Gregor Bailar, chief information officer at the National Association of Securities Dealers, Nasdaq's Washington-based parent company, said he was glad the Y2k planning gave his company the chance to rehearse a disaster before last week's devastation.
Nasdaq's Liberty Plaza offices were only hundreds of feet away from the World Trade Centre, but were not seriously damaged when the building collapsed. However, power and normal communications were cut off, and around 200 Nasdaq employees were relocated to the company's headquarters in Connecticut and to an alternate office in New Jersey provided by WorldCom.
"We've got staff that have been here pretty much since the disaster occurred," Bailar said. "And it's been critical to have [communications] with senior managers."
It's been an exhausting week for IT managers and workers who have been splicing back together or rerouting the spaghetti of data and voice wires that were cut or overloaded with traffic after the attacks, which took out a major Verizon Communications switching station that served millions of customers. The sheer number of calls made last week also hampered mobile phone communications.
John McCarthy, former deputy director of the National Y2k Information Coordination Centre in Washington said, if it had not been for Y2k planning, the financial services community would not have been as well prepared for last week's attack.
Y2k brought the concepts of continuity management and risk planning out of the "trenches where IT folks were" and into the boardroom. With continuity management, companies take a close look at their staff, processes, technology and information and what areas would be vulnerable in various disaster scenarios.
The devastation from the terrorist attack created a new benchmark in disaster planning and has probably changed the direction of disaster planning discussions in the coming weeks and months.
Some companies found their resources were strained when they simply tried to determine how many and which of their employees had been lost to the destruction. Managing IT workers who were not physically harmed in the attacks is also a trying task, IT managers said.
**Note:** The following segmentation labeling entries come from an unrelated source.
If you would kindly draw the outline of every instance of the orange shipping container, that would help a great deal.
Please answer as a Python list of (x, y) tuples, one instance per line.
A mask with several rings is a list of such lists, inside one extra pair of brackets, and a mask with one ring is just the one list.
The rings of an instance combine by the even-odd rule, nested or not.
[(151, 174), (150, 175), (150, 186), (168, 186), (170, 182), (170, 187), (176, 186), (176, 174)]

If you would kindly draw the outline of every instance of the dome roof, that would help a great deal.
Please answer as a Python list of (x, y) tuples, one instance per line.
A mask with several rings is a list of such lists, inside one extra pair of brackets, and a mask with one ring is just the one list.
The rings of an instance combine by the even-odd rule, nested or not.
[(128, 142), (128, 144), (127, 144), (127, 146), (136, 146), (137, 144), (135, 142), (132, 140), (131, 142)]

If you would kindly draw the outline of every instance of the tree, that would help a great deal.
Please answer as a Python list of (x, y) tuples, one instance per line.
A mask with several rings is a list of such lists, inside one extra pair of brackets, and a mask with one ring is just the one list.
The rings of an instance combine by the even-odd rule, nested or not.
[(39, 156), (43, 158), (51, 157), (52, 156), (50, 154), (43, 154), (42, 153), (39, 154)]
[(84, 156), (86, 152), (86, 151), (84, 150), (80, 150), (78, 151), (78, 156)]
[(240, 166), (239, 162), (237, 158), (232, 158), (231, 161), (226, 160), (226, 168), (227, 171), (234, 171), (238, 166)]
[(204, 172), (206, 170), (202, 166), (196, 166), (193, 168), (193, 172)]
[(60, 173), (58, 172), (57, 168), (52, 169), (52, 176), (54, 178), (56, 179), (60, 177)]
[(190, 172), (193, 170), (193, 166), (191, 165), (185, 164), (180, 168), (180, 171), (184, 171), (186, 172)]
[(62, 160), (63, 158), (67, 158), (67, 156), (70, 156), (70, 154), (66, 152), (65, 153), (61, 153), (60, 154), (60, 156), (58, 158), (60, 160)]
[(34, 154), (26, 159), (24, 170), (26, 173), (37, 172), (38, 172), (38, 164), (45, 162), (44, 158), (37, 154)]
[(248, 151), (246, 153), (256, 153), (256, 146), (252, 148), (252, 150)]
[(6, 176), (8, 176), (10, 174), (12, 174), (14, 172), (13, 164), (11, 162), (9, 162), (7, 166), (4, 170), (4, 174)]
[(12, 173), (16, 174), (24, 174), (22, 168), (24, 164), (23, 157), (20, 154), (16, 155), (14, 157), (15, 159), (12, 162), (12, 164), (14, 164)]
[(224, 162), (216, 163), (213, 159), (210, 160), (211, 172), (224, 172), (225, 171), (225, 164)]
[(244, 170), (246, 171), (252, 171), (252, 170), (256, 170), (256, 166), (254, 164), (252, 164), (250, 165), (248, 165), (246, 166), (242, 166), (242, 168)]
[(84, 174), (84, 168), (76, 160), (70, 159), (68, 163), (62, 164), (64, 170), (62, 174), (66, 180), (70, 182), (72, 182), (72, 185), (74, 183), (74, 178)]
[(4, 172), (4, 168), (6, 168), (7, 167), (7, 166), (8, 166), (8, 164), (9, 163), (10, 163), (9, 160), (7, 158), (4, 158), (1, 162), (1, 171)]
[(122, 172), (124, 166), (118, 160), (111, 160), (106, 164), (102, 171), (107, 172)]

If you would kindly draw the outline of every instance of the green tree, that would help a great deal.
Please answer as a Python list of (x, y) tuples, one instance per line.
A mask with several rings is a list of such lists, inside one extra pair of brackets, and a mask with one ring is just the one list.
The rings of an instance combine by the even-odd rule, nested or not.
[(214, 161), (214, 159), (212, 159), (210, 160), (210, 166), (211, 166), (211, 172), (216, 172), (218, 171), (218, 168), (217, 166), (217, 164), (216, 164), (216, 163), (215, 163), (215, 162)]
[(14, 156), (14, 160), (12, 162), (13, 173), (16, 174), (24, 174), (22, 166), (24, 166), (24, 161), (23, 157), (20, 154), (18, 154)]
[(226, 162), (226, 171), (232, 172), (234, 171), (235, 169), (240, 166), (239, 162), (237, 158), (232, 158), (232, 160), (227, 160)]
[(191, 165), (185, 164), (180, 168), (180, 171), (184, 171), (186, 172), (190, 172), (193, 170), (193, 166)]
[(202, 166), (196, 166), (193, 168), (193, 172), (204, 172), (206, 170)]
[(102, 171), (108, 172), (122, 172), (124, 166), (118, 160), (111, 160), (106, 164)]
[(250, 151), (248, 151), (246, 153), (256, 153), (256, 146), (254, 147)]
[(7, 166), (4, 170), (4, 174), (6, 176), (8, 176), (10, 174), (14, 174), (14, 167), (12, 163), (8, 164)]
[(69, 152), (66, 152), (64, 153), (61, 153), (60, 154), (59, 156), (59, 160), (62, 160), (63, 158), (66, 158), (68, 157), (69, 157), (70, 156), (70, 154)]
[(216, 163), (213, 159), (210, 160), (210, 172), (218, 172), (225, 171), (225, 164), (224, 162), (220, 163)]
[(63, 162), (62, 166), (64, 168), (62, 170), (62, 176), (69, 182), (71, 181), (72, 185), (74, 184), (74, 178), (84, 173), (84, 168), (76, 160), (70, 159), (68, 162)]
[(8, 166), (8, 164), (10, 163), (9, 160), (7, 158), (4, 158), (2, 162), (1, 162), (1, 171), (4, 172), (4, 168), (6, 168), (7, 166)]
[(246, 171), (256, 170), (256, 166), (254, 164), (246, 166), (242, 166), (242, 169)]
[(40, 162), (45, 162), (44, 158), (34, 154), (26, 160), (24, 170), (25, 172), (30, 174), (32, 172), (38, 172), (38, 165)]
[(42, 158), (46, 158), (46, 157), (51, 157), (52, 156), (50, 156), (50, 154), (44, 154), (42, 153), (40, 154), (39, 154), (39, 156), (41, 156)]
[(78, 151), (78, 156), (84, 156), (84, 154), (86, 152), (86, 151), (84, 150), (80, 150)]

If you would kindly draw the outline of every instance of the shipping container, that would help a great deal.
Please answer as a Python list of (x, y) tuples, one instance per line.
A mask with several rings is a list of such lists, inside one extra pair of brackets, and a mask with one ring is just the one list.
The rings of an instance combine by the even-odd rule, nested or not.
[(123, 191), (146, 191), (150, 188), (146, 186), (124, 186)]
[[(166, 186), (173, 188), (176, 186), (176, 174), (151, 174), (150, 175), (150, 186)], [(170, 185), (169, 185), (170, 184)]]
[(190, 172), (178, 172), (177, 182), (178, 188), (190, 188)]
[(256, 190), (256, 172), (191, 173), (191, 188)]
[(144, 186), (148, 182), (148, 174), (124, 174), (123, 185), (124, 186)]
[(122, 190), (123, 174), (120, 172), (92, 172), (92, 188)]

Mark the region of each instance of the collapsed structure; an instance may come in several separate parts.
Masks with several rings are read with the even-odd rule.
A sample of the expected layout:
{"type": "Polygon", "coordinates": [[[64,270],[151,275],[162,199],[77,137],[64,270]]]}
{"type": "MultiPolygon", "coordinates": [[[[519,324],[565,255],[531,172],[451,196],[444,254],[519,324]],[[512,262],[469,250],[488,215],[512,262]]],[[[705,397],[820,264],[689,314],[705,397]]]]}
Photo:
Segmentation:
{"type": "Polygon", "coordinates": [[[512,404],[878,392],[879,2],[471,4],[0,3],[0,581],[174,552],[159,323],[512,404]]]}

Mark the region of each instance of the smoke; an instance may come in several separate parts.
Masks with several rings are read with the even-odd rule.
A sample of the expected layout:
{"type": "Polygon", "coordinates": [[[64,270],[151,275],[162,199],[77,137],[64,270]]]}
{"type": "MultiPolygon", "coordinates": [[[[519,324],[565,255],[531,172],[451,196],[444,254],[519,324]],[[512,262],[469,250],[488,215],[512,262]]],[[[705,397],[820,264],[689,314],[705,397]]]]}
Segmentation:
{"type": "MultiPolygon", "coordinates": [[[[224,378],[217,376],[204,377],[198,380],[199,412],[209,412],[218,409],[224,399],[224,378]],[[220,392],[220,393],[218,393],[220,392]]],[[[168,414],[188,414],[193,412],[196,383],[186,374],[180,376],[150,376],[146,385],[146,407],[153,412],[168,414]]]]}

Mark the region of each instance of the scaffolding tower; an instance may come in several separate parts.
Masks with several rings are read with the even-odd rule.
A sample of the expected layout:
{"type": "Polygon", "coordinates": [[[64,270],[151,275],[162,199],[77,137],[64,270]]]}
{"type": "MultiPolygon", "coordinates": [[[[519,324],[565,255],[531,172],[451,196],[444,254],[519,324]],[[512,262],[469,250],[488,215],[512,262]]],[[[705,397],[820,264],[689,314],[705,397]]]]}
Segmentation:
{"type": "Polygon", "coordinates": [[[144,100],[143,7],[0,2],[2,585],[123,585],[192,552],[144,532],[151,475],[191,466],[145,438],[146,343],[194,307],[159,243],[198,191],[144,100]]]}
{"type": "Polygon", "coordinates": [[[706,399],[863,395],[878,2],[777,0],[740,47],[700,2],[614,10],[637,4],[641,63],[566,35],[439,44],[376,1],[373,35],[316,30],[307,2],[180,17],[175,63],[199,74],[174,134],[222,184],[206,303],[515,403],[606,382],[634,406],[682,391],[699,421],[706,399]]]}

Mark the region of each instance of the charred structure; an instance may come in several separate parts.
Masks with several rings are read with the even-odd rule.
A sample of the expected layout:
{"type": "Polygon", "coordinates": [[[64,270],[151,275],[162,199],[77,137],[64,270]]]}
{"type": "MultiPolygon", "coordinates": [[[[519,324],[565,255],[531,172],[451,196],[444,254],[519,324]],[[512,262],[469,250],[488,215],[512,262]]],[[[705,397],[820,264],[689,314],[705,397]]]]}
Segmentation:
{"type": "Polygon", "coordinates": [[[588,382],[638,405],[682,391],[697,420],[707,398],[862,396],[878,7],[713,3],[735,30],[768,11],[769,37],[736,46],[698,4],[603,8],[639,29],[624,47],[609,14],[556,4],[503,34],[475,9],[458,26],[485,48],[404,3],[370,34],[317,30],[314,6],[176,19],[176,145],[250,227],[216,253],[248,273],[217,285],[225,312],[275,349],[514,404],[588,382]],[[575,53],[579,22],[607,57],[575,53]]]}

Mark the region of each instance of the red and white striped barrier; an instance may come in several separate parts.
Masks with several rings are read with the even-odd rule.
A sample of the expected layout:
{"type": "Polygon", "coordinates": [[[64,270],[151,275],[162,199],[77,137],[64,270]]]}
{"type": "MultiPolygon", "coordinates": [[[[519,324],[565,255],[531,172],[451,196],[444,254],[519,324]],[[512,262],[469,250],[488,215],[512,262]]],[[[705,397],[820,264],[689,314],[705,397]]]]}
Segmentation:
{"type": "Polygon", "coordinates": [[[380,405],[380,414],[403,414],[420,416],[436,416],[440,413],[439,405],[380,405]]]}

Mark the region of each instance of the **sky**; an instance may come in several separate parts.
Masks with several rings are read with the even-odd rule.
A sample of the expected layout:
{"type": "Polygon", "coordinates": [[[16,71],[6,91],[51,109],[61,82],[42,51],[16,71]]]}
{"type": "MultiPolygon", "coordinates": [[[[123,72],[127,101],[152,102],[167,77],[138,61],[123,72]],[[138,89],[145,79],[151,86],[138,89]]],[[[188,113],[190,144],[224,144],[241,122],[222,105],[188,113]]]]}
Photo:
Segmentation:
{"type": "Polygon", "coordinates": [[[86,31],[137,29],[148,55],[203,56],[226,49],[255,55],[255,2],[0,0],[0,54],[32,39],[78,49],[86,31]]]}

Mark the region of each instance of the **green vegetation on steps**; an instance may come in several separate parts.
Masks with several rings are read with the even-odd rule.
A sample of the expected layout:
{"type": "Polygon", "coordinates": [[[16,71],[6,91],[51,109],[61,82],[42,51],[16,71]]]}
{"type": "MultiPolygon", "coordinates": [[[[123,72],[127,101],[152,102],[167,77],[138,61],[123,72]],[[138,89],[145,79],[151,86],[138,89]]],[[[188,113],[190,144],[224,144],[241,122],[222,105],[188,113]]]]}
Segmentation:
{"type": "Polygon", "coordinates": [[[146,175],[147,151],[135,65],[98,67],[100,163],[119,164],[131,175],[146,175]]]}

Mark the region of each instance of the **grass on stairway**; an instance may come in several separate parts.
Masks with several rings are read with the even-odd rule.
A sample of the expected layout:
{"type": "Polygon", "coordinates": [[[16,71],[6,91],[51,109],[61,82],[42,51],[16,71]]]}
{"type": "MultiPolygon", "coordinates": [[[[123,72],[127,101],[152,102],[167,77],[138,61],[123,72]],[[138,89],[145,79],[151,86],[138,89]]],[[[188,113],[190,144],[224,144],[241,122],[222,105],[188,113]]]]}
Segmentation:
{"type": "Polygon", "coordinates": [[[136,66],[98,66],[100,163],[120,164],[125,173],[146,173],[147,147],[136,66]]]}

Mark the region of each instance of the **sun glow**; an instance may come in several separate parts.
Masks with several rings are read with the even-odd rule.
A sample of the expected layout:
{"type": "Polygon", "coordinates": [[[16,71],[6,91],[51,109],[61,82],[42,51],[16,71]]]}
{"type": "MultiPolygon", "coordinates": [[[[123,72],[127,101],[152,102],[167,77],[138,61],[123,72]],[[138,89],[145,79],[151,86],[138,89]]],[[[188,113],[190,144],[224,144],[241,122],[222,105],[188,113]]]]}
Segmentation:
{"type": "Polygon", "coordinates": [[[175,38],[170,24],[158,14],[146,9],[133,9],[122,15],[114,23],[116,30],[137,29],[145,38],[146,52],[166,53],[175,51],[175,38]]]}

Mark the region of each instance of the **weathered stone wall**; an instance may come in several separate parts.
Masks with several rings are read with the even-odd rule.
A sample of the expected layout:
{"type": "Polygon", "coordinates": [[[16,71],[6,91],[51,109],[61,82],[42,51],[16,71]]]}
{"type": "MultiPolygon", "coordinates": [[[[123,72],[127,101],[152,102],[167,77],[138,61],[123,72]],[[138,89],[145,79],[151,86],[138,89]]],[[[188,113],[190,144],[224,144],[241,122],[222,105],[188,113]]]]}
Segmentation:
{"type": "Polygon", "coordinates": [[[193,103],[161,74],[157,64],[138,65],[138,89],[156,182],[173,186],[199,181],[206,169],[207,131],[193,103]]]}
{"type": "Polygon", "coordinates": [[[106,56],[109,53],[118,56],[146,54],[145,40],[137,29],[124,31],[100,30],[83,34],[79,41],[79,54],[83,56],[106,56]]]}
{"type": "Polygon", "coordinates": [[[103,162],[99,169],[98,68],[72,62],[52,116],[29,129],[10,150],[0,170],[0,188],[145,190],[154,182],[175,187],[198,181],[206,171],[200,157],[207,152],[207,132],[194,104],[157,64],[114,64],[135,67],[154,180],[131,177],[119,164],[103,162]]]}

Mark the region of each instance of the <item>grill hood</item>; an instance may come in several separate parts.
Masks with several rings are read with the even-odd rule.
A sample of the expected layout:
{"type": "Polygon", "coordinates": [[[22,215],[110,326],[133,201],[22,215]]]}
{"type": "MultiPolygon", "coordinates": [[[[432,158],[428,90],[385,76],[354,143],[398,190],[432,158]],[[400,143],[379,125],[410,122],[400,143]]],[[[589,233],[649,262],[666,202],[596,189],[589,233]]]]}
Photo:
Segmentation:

Cynthia Bonnette, assistant director of the bank technology group at Federal Deposit Insurance said one lesson she learned from the attacks is that the reactions of employees need to be addressed more thoroughly in disaster planning.
Bonnette said one area that is not often taken into consideration is the panic factor, which creates "all types of confusion and problems with communications."
"It has been a tragic, emotional event," continued Bailar. "The pain and exhaustion that comes from that alone was quite different, but the coordination and precision involved in what we're doing almost distracts you from that. We know what we have to do, and we're doing it. I'm very proud of the team and the industry."